13.11.13

Desidentizarse

Catarsis. Porque aunque la catarsis no pueda ser nunca interesante, es siempre bella. Quizás porque no podemos negar que hay una estética irrefutable en el dolor ajeno. 
No es lo mismo la angustia que la experiencia del horror. La angustia no tiene objeto. Y ese es el punto. Vacío por el vacío. El nudo en la panza, ¿es cultural?
Se levanta una mañana y dice que se va a Rusia. Y se va. ¿y quién se puede bancar vivir con alguien así? No les gusta a los humanos la incertidumbre, y no la toleran cuando nace de la voluntad. No está bien vista la elección de ser incierto. Como si nos hiciera creer que vinimos para prometer.
Ingenuidad, vestido de la humanidad para pensarse humana. No hay certeza de que alguien vaya a estar mañana sólo por decisión. Eso si era horror: el insomnio de la infancia pensando que el techo se iba a caer sobre mi cama, o sobre la de mamá. ¿Porqué un poco de madera iba a sostenerse infinitamente sobre nosotros sin caerse, sin aplastarnos? 
El azar de lo inconmensurable se soporta. Se niega. El azar por decisión propia, no. Como si, a pesar de decirnos modernos y ateos, aceptáramos el azar como designio divino, como decisión de algo trascendental sobre nosotros, como si no se tratara realmente de azar. Pero el azar por decisión voluntaria se torna insoportable, incompatible con la hipocresía que la sociedad, la convivencia, el cariño como puesta en escena para soportar la vida, demandan.
Hay que justificarse por donde uno pone los pies. Como si fuera justificado comerse un tomate en vez de una berenjena o tomarse el subte en vez de caminar, pero esos detalles son más fáciles de justificar en la imaginación del otro. Irse porque sí no se justifica ni siquiera si se admite que se escapa. Escapar por el mero hecho de hacerlo no está contemplado, como si el escape debiese contemplar un nueva contención, no sea cosa que no haya de dónde querer escapar después. 
Pero de un paréntesis, de un acto, de una puesta en escena, de un juego, no hay porqué escaparse. Escapar es necesario, o prometedor, cuando la existencia se nos quiere hacer creer infinita: cuando se nos hace prometer. Estamos obligados a prometer que vamos a seguir existiendo, y de la misma manera en que lo hacemos, o al menos en la que se espera que lo hagamos, o de alguna manera que pueda ser esperada, mesurable, pasible de encajar en las rutinas de los demás.

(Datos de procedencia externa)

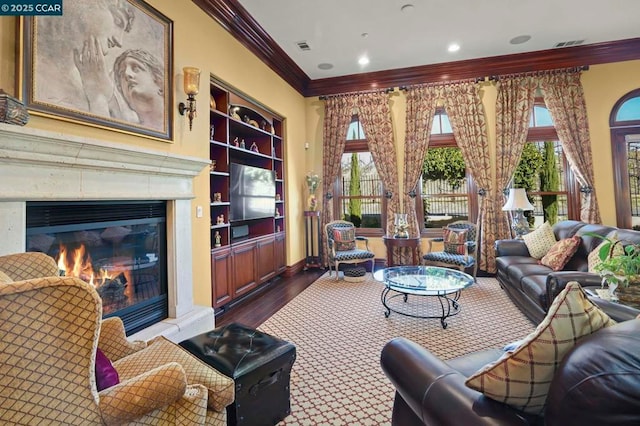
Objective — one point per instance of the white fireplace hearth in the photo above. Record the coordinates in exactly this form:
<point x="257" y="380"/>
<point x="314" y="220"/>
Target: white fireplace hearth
<point x="37" y="165"/>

La queja sobre la rutina es el más ingenuo intento frustrado de acto crítico de los que no se saben quejar. La rutina no es hacer siempre lo mimsmo, la rutina es prometer que mañana van a encontrarte en el mismo lugar. La rutina es la palabra esclavizante. 
Idea que cada vez se me presenta más irrefutable. Las palabras no liberan, porque la palabra promete. Incluso el relato, promete que algo fue, y que tuvo un efecto que debería perdurar. La palabra encierra, coarta, y es tan determinante que la misma lucha en su contra parte de ella. La palabra es irrenunciable, es la adicción humana más fuerte, la primera. No se puede dejar de hablar. O algunas monjas de clausura lo hacen. Algunas deben estar gastándose en hablarle a Dios pero algunas quizás entendieron todo. La decisión de no hablar y no encerrarse, por otro lado, no está contemplada.  ¿Porqué? ¿Necesidad, pragmatismo? No creo. Es que no está permitido vivir sin repetir todo el tiempo quién vas a ser mañana. Nos dijeron que identidad era algo bueno. ¿Que había de bueno prometer todos los días que seguirías siendo vos? ¿Quién está conforme con su rostro? ¿Quien quiere tener el mismo mañana?
¿Pero quien no sede a quedarse en su disfraz solo para no atravesar el horror, mañana, de levantarse y no encontrar nada conocido?
Estúpidos que tenemos más miedo del horror que del vacío.